What happens: The retriever searches across all documents when it should be scoped to a specific subset (e.g., a particular date range, department, or document type).

Symptoms:

  • Answers pull from wrong documents (e.g., last year’s report when the user asks about this year)
  • Cross-contamination between document categories
  • Users report “the system knows too much” or returns unrelated content

Fixes:

  • Add structured metadata (date, source, category, author) during ingestion
  • Use MetadataFilters at query time to scope retrieval
  • Implement auto-retrieval where the LLM extracts filter parameters from the user query
  • Use separate indices or namespaces for logically distinct document collections

What happens: The user’s query is ambiguous, too short, or phrased differently from how information is stored in your documents.

Symptoms:

  • Simple rephrasing of the query dramatically changes results
  • Short queries (1-2 words) return poor results
  • Users need to “know the right words” to get good answers

Fixes:

  • Add a query transformation step — use HyDEQueryTransform to generate a hypothetical answer and search with that
  • Use SubQuestionQueryEngine to break complex queries into simpler sub-queries
  • Implement query rewriting with an LLM to expand or rephrase the query
  • Add a few-shot prompt with example queries to guide users

What happens: The retriever gets the right chunks, but the LLM fails to synthesize a good answer from them.

Symptoms:

  • Retrieved chunks are correct (verified manually) but the answer is still wrong
  • The LLM ignores provided context and answers from its training data
  • Answers are overly generic despite specific context being available

Fixes:

  • Use a stronger LLM for synthesis (e.g., GPT-4o over GPT-4o-mini) or increase temperature slightly
  • Customize the QA prompt template to explicitly instruct the LLM to use only the provided context
  • Use Refine response mode to process each chunk sequentially rather than all at once
  • Add system_prompt reinforcing that the LLM should answer based on context only

Use this to narrow down where the problem is:

  1. Check retrieval first: Print retrieved nodes and verify they contain the answer manually.

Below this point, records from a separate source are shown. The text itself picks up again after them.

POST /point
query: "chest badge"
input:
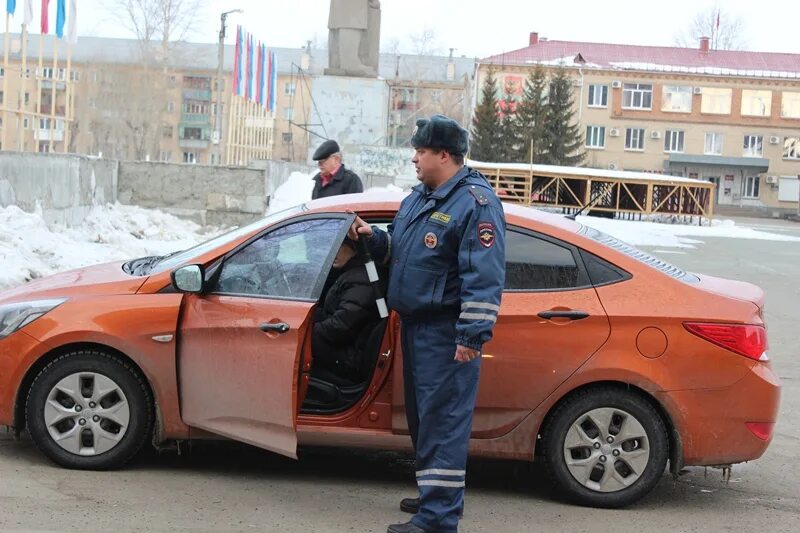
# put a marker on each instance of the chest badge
(431, 240)
(486, 234)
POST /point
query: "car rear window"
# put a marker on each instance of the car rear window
(643, 257)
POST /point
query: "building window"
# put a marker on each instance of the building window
(192, 134)
(634, 139)
(676, 98)
(756, 103)
(637, 96)
(598, 96)
(713, 144)
(791, 148)
(595, 136)
(673, 141)
(751, 186)
(716, 101)
(790, 105)
(753, 146)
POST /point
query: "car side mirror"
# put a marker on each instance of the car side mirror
(188, 278)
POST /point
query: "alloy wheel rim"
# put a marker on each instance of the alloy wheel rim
(87, 413)
(606, 449)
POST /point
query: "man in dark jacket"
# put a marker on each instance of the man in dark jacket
(333, 178)
(346, 317)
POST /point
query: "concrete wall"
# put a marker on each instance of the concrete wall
(65, 187)
(209, 195)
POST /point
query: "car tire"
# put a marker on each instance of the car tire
(89, 410)
(589, 469)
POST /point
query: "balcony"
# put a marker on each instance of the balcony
(193, 143)
(48, 85)
(197, 94)
(48, 135)
(195, 119)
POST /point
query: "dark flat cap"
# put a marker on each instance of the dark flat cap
(325, 150)
(441, 133)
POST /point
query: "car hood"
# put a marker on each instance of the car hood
(107, 278)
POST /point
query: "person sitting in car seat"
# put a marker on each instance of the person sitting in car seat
(346, 316)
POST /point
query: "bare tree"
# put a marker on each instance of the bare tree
(425, 43)
(725, 30)
(130, 106)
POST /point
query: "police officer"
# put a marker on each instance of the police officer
(333, 178)
(446, 253)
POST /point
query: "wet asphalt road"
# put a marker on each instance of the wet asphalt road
(232, 487)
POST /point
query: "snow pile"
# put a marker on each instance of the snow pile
(676, 235)
(30, 249)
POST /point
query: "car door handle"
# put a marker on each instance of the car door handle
(568, 314)
(279, 327)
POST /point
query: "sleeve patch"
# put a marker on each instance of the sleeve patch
(479, 195)
(486, 234)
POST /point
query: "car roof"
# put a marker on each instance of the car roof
(381, 200)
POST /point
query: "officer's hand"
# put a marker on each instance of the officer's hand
(465, 355)
(359, 227)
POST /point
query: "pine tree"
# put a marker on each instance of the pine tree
(530, 119)
(486, 123)
(563, 135)
(507, 141)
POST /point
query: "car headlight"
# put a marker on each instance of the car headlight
(19, 314)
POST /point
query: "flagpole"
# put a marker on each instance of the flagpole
(68, 94)
(53, 95)
(23, 84)
(5, 77)
(39, 94)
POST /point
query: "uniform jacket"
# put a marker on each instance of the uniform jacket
(346, 317)
(344, 182)
(446, 254)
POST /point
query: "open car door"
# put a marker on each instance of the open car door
(241, 341)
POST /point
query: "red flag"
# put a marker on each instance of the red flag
(45, 7)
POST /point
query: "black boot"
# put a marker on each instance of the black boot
(408, 527)
(409, 505)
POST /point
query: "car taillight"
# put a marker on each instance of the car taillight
(745, 339)
(762, 430)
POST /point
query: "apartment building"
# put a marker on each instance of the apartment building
(729, 117)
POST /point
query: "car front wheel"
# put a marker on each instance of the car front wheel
(605, 447)
(89, 410)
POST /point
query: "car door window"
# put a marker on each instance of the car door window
(533, 263)
(284, 263)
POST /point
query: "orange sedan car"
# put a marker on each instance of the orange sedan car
(606, 362)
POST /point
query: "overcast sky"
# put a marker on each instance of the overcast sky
(479, 28)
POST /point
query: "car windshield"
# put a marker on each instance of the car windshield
(631, 251)
(171, 261)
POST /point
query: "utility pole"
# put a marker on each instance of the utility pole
(217, 138)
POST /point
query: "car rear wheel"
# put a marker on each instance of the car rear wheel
(605, 447)
(89, 410)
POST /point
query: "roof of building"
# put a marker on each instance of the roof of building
(203, 56)
(653, 58)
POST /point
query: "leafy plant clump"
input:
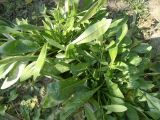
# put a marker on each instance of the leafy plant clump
(78, 65)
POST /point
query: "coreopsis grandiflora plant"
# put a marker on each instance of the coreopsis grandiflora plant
(76, 64)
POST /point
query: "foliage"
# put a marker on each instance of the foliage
(79, 63)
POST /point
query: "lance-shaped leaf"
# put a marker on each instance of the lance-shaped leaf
(28, 71)
(113, 51)
(5, 69)
(92, 10)
(13, 76)
(40, 61)
(121, 34)
(17, 58)
(89, 112)
(116, 108)
(93, 32)
(16, 47)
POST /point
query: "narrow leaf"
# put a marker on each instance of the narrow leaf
(89, 113)
(16, 47)
(40, 61)
(13, 76)
(5, 69)
(116, 108)
(28, 71)
(93, 32)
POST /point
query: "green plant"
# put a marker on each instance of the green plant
(78, 64)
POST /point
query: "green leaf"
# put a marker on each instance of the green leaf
(77, 101)
(13, 95)
(93, 32)
(14, 75)
(113, 88)
(3, 110)
(142, 48)
(92, 10)
(153, 102)
(78, 67)
(5, 69)
(6, 29)
(122, 33)
(53, 42)
(28, 71)
(70, 51)
(60, 90)
(89, 113)
(17, 58)
(16, 47)
(134, 59)
(116, 108)
(132, 114)
(40, 62)
(113, 51)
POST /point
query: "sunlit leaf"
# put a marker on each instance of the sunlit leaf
(40, 61)
(115, 108)
(13, 76)
(16, 47)
(93, 32)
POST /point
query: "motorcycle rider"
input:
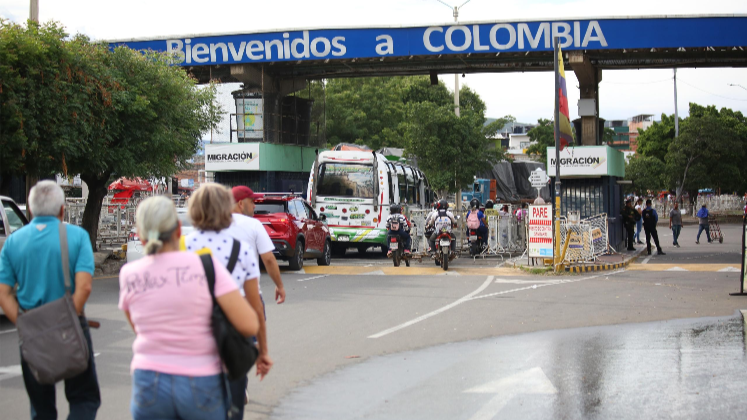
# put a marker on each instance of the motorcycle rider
(483, 229)
(403, 229)
(441, 212)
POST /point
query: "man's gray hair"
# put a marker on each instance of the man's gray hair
(46, 199)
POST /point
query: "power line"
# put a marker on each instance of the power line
(711, 93)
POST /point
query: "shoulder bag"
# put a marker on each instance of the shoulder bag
(237, 352)
(51, 337)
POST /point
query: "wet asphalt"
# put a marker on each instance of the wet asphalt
(683, 369)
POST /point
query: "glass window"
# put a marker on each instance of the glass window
(16, 219)
(345, 180)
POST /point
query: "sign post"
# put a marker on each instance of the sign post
(538, 178)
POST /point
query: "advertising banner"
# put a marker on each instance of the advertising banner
(232, 157)
(540, 240)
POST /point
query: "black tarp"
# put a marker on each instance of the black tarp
(512, 181)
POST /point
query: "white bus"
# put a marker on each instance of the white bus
(354, 192)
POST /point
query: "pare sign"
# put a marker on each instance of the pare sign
(539, 232)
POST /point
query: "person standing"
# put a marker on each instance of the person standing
(210, 210)
(675, 223)
(650, 219)
(703, 224)
(630, 218)
(32, 260)
(176, 368)
(639, 221)
(248, 229)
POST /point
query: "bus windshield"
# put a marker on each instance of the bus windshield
(346, 180)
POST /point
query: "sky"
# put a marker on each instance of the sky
(526, 96)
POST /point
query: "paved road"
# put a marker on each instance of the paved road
(333, 324)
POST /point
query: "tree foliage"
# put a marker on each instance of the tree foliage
(542, 137)
(646, 172)
(76, 107)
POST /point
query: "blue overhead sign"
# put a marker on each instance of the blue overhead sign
(462, 38)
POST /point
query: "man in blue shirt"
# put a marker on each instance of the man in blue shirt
(32, 260)
(650, 219)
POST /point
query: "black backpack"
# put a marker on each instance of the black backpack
(237, 352)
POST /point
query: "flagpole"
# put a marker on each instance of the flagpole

    • If retrieved nodes are wrong → Focus on items 1-5, 7-8 above.
    • If retrieved nodes are correct → Focus on items 6, 9 above.
  2. Check a known-good query: Try a query where you know exactly which document contains the answer.

    • If it fails → Likely an indexing or embedding issue (items 3-5).
    • If it works → The issue is query-specific (items 1, 7-8).
  3. Check token counts: Log the total tokens sent to the LLM.

    • If near the limit → Context window overflow (item 6).
    • If well within limits → Synthesis or retrieval quality issue.